In 2010, the D.C. Court of Appeals faced this issue in Everton v. District of Columbia. The Court had to decide whether a bicycle constitutes a “vehicle” under the D.C.’s DUI statute. The Court found that a bicycle is covered under the District’s definition of a “vehicle,” which at the time was “any appliance moved over a highway on wheels or traction tread, including street cars, draft animals, and beasts of burden.” D.C. Code §§ 50–2201.02(9).

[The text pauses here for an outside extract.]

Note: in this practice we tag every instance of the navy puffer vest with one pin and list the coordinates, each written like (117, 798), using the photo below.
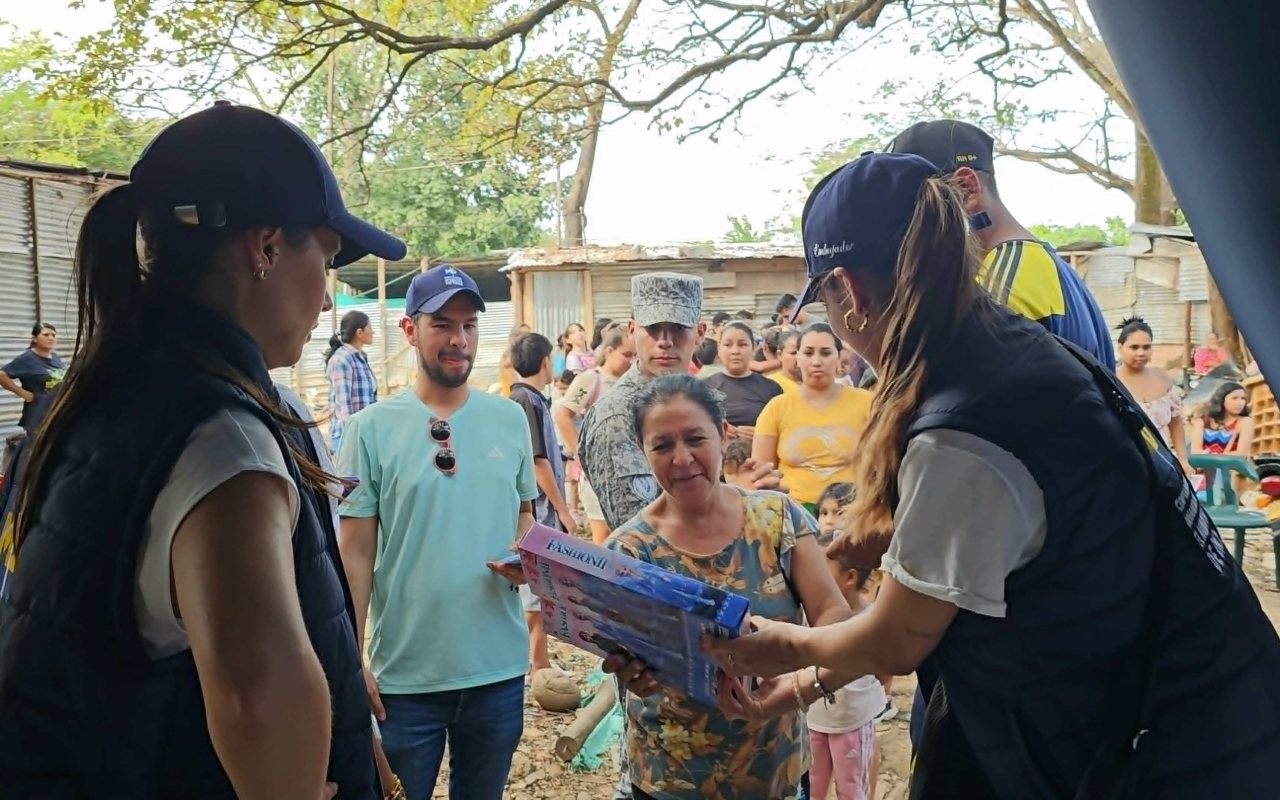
(1034, 691)
(83, 712)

In August, 2012, the DC Council passed the Comprehensive Impaired Driving and Alcohol Testing Program Emergency Amendment Act of 2012 (“The Act”). The Act contained the same definition of a “vehicle.” But the act also defined a “motor vehicle” as “all vehicles propelled by internal combustion engines, electricity, or steam.” The distinction of a “vehicle” and a “motor vehicle” is very important for citizens who are charged with DUI-bicycle.
The Act, like most DUI laws in the country, contains what is called an “Implied Consent” (IC) component of the law. The IC component states that if a police officer has reasonable grounds to believe that a person was operating a motor vehicle while intoxicated or impaired by alcohol, then that person shall be deemed to have consented to submitting two specimens of blood, breath or urine for chemical testing. If the person refuses to submit the specimens, then there are potential negative effects of the refusal such as a suspension of driving privileges in the District and the use of that refusal against the person at trial.
According to the Act, the IC component only pertains to motor vehicles. It does not apply to “vehicles,” such as bicycles. This means that a person arrested for DUI-bicycle is NOT required in any way to submit to chemical testing. It also means that the person’s refusal to submit to any chemical testing cannot be used against the person in any negative way.
If the government chooses to prosecute a DUI-bicycle…or any other vehicle defined by the Act…the evidence is limited to the officer’s observations of the defendant while riding the bike, any statements by the defendant, and the defendant’s performance on field sobriety tests. The Act does not permit chemical testing for a DUI-vehicle. Those citizens charged with these types of offenses should take these cases to trial every time because of the limited evidence available to the government.
The Everton case was an unfortunate example of judicial overreach where a unique set of facts resulted in a bad legal precedent. The severe penalties and consequences of the Act are based partly on the risks of driving a 4,000 pound machine propelled by explosive chemical reactions at potentially high speeds while allegedly under the influence. Although the risks of driving a bike while under the influence should not be understated, they do not approach the seriousness of the danger created by an out-of-control automobile. Also, this ruling may have problematic unintended consequences: if people are discouraged from bike-riding after a couple of drinks, they are more likely to choose a more convenient, but far more dangerous option—driving a car.
By the way, it should be noted that driving a mule cart around DC while drunk is prohibited by the Act’s definition of “vehicle” as well. Watch out, civil war re-enactors.